Société
|

« Un film sur une cité miséreuse a plus de chances d’être aidé qu’un film offrant une autre image de la banlieue »

Le cinéaste originaire d'Ivry Adnane Tragha répond aux questions du Medialab 93 qui organise ce 6 juin un débat sur le thème "Comment braquer le cinéma français ? (Sans haine et sans violence)".

Le réalisateur Adnane Tragha / © David Jouary

Alors que le festival de cinéma Côté Court débute mercredi 7 juin à Pantin (93), le Medialab 93, incubateur de médias locaux en Seine-Saint-Denis, organise un débat ce 6 juin aux Magasins généraux à Pantin sur le thème « Comment braquer le cinéma français ? (Sans haine et sans violence) ». Vous pouvez y asister en vous inscrivant via cette adresse wael.sghaier@lemedialab93.com ou en vous connectant à la retransmission en mondovision sur notre page Facebook à partir de 19h. En attendant, le Medialab s’est entretenu avec Adnane Tragha, cinéaste originaire d’Ivry (94) et réalisateur de 600 euros, long-métrage autoproduit et autodistribué sorti en salle l’an dernier. 

Comment se lance-t-on dans le cinéma  sans passer par une école ?

Adnane Tragha : Personnellement pas par passion du cinéma, mais parce que j’avais des choses à dire. Je voulais donner mon point de vue sur les quartiers populaires, notamment par rapport à ce que je voyais à la fin des années 90 où il y avait très peu de choses sur ce thème. J’étais en licence d’économie au moment où j’ai écrit mon premier scénario, je n’avais pas de caméra, je ne connaissais personne dans ce milieu. Arrivé en DEA en 2001 je choisis comme sujet de mémoire la diffusion de films sur internet. A l’époque, il n’y avait pas encore YouTube. Mon raisonnement était déjà de penser à une alternative de diffusion du cinéma. Puis avec mon frère on a monté « Pass Pass La Cam’ », une asso audiovisuelle et j’ai passé le concours d’instit, en me disant que ça permettrait d’avoir du temps pour travailler des projets à côté. J’ai été prof pendant trois ans. Pendant cette période j’ai fait mes premiers courts, dont Cohérence Zéro, pour lequel j’ai réussi à avoir un financement de Défi Jeunes, du FASILD (l’ancêtre du CGET) et de la ville d’Ivry-sur-seine. Ce qui m’a permis non seulement de produire ce film mais aussi de m’acheter du matériel. J’arrive sur MySpace en 2006, le premier réseau social qui permet de fidéliser un public et je lance avec deux potes, la série « Passe Passe Le Mic« . Ce qui nous amène à signer deux plus tard avec Luc Besson avec qui on monte une boîte.

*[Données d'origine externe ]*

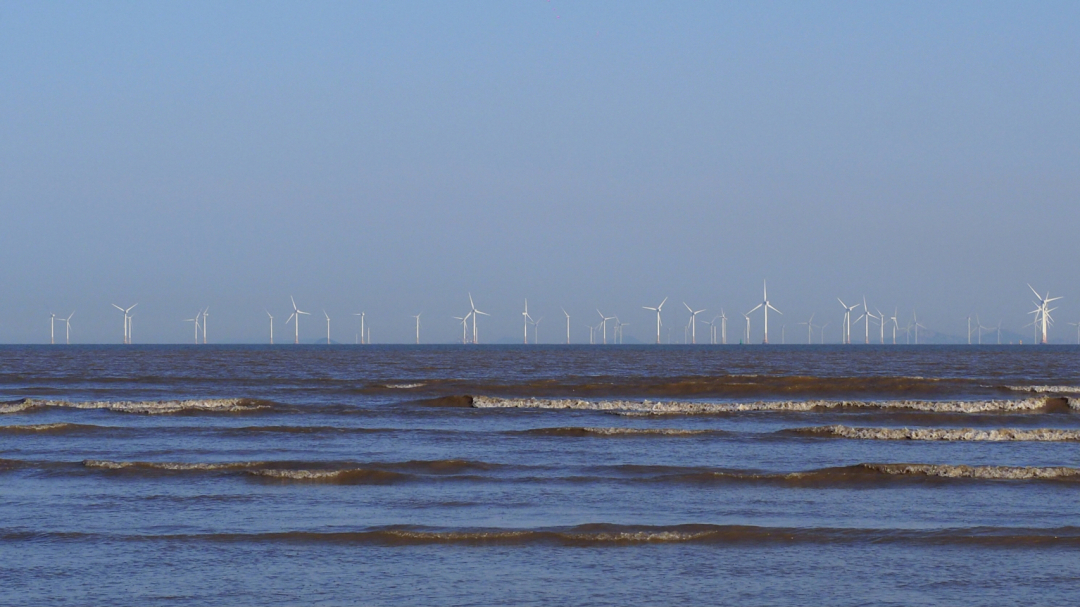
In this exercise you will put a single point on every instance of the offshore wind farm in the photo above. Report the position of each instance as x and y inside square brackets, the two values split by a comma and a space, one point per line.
[539, 302]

C’est un peu comme ça que je me suis retrouvé à faire du cinéma, en développant mes projets de façon indépendante sans attendre de trouver un producteur. Pas en faisant une école spécialisée. Je m’étais pourtant inscrit au concours de la Femis au début des années 2000. A l’époque, j’avais envie de filmer, de raconter des choses avec des images. J’ai fait des études, j’ai un bac+5 en économie, je sais monter des dossiers, et je me retrouve à devoir proposer quelque chose autour d’un thème comme « la boîte ». Or je n’étais pas dans un imaginaire de ce type-là. J’avais plutôt un propos social et politique que je voulais mettre en images et à l’époque, je n’étais pas prêt à répondre à un examen comme ça. Ce type de concours n’est pas adapté à tout le monde. Ils veulent recruter des jeunes créatifs versés dans l’abstrait. Pourtant, il y en a beaucoup d’autres qui pourraient être de bons cinéastes et à qui un concours de ce type ne peut absolument pas parler. 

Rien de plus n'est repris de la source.